In the dragon book it uses a "Unscanned" queue of sorts. Basically rather than traversing the structure recursively it just adds things that need to be marked too a queue and then for each thing not marked at the end it is deleted. But wouldn't this queue get very large?

So, how do garbage collectors traverse arbitrary structures? How does this traversal technique avoid overflow?

Asked By : Jake

Answered By : Gilles

Note that I am not a garbage collection expert. This answer only gives examples of techniques. I do not claim that it is a representative overview of garbage collection techniques.

An unscanned queue is a common choice. The queue can get large — potentially as large as the deepest data structure. The queue is typically stored explicitly, not on the stack of the garbage collection thread.

Once all but one of the children of a node have been scanned, the node can be removed from the unscanned queue. This is basically a tail call optimization. Garbage collectors can include heuristics to attempt to scan the deepest child of a node last; for example a GC for Lisp should scan the car of a cons before the cdr.
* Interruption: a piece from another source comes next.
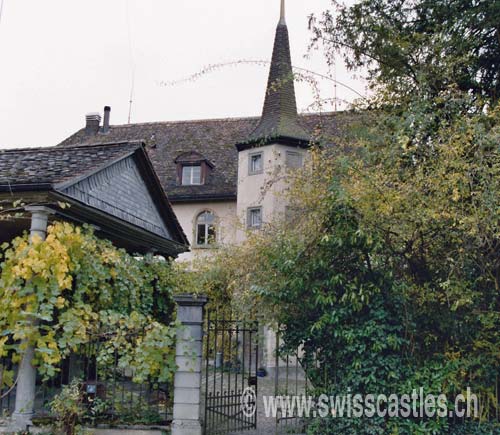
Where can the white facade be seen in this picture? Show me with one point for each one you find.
(264, 189)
One way to avoid keeping an unscanned queue is to modify pointers in place, making the child temporarily point to the parent. This is a constant-memory tree traversal technique that's used in contexts other than garbage collectors. The downside of this technique is that while the GC is traversing a data structure, the data structure is invalid, so the GC has to stop the world. This isn't a deal breaker: many garbage collectors do include a phase that stops the world, in addition to phases that don't but can miss garbage as a result.